La plage d'une île grecque. - SUPERSTOCK/SUPERSTOCK/SIPA

C.B.

Souvenez-vous. En 2010, Josef Schlarmann, un député allemand, soumettait à la Grèce l’idée de vendre ses îles afin de rembourser ses abyssales dettes. La suggestion avait alors provoqué l’émoi du peuple hellénique.

Deux ans plus tard, l’intérêt porté par les Grecs au patrimoine de leur Etat n’est plus le même. Pour eux, l’urgence et la colère sont ailleurs: ils vivent leur cinquième année consécutive de récession et sont confrontés à un chômage toujours plus en expansion –ce taux atteint 24,4% cette année et devrait frôler les 30% l'an prochain.

Et puis, leur pays a décidé non pas de vendre ses îles, mais de les proposer à la location pour… 40 à 50 ans. En ces temps de crise, cette nuance pourrait presque compter. «Nous avons choisi des îles situées non loin du continent. Elles possèdent des infrastructures développées et leur location ne constitue aucune menace pour la sécurité nationale du pays», explique Andreas Taprantzis, directeur exécutif de la HRADF, l'agence de privatisation grecque, à l'agence Bloomberg. 

De 3 à 45 millions d’euros

Résultat: 47 îles et îlots inhabités, allant de 50 à 300 hectares, sont donc proposés à la location. Et un catalogue officiel a même été édité pour les présenter. «Ces îles se situent dans les Cyclades, le golfe d’Eubée ou d’Argolide et en mer Ionienne», détaille Le Figaro.
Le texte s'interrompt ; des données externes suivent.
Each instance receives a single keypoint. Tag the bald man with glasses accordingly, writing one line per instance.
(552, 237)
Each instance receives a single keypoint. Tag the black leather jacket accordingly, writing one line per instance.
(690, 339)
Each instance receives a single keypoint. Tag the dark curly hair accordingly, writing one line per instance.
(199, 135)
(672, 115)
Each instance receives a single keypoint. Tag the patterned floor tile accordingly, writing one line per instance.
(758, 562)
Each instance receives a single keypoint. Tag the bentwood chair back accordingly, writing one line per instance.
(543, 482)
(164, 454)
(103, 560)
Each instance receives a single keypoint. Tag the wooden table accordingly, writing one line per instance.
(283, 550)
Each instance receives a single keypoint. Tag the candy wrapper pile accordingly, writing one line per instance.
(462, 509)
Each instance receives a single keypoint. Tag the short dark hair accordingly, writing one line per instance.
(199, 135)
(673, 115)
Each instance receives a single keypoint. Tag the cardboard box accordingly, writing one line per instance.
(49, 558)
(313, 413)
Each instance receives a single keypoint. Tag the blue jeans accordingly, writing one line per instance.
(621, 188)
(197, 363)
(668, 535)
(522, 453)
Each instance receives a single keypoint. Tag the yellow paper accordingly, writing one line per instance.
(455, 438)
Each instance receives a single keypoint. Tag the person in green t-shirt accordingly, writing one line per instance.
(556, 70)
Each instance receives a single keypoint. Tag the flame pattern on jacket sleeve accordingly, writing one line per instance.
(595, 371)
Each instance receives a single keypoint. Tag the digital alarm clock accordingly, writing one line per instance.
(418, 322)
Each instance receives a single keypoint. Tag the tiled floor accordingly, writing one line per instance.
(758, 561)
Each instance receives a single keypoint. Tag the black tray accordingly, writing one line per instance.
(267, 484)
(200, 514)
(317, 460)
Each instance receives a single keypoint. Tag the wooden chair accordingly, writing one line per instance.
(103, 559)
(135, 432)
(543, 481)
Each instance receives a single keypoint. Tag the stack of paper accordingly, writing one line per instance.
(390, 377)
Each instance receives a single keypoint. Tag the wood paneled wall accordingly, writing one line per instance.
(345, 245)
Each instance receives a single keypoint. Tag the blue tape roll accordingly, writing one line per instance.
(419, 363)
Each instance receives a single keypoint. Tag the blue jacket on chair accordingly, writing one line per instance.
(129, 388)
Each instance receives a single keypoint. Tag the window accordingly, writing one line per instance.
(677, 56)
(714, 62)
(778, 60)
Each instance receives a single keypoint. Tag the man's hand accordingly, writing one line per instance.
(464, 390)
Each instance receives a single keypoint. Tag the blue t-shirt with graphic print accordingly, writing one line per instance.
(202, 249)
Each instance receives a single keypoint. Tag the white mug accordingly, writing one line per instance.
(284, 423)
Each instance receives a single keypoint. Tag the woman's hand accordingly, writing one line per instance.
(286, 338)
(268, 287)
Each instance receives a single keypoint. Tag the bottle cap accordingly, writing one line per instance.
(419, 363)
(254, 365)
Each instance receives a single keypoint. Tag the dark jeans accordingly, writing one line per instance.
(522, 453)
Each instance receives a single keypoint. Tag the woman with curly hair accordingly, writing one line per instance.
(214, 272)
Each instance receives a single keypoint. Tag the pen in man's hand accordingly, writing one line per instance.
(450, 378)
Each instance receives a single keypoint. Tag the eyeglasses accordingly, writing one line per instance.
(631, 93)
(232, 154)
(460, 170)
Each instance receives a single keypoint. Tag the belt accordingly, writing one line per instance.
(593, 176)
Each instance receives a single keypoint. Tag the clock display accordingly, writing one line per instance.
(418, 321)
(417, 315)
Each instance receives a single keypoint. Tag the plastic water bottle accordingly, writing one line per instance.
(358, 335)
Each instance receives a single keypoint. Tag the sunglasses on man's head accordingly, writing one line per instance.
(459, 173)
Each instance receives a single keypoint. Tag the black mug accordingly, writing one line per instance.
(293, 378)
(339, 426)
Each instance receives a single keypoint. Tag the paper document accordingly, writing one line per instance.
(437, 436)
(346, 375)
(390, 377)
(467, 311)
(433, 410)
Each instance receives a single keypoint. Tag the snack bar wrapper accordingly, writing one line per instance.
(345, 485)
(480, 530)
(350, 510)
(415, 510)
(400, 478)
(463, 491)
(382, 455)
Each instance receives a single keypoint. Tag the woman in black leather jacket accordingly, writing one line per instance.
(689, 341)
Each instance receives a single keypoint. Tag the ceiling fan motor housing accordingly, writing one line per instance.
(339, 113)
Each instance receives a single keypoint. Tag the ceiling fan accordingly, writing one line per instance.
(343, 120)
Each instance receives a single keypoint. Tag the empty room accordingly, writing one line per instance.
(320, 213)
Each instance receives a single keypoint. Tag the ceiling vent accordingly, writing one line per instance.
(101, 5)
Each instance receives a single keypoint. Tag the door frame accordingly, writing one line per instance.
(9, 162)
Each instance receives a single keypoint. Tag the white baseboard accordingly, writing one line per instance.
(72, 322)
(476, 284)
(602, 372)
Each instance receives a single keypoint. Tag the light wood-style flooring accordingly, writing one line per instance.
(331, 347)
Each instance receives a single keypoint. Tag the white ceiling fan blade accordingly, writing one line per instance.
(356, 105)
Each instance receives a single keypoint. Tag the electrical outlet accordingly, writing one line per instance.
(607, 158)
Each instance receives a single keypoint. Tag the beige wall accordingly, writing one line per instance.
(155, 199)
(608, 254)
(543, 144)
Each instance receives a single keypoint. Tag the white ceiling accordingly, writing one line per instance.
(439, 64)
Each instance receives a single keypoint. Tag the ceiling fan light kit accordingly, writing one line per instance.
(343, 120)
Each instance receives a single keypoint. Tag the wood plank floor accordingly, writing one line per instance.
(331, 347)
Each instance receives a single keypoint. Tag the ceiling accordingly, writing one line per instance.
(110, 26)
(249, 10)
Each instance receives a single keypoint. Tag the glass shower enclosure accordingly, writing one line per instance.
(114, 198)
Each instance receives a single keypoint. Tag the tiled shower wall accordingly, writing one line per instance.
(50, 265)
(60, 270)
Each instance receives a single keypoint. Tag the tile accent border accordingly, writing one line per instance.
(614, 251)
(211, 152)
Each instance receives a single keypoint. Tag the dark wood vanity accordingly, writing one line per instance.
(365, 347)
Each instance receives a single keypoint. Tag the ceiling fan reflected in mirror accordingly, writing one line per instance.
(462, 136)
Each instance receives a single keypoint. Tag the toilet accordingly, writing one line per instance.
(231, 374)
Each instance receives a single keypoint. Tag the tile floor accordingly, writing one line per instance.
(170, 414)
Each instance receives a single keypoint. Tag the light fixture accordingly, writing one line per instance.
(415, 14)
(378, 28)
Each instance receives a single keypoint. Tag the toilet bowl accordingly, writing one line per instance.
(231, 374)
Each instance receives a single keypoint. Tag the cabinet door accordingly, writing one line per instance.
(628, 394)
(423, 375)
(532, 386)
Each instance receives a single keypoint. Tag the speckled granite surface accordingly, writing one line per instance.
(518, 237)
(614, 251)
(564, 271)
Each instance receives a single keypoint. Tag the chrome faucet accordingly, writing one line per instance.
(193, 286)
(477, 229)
Des petites perles de beauté et de tranquillité, à acquérir à partir de 3 millions d’euros, et jusqu’à 45. D’après certains médias grecs, cette proposition intéresserait Israël «qui étudierait la possibilité de construire une base navale dans cette partie de la Méditerranée». 

Rappelons qu’au mois d’août, les autorités grecques avaient déjà vendu aux enchères 19 îles, non habitées, à 3 euros le mètre carré.

Matthieu Pigasse dans le dossier

Cette fois-ci, la Grèce communique sur cette opération «avec la complicité du banquier Matthieu Pigasse», note Le Figaro. Pour mémoire, Matthieu Pigasse, patron de la banque Lazard à Paris, a récemment fait l’actualité dans le dossier de la Banque publique d’investissement.

En tout cas, si vous avez 3 millions d’euros ou plus à débourser, sachez que l’affaire pourrait se révéler juteuse puisque les acheteurs auront la possibilité de bâtir, sur ces îles en location, des complexes touristiques haut de gamme. Chose quasi-impossible d’ordinaire. La crise est décidément toujours, pour certains, une belle source d’opportunités.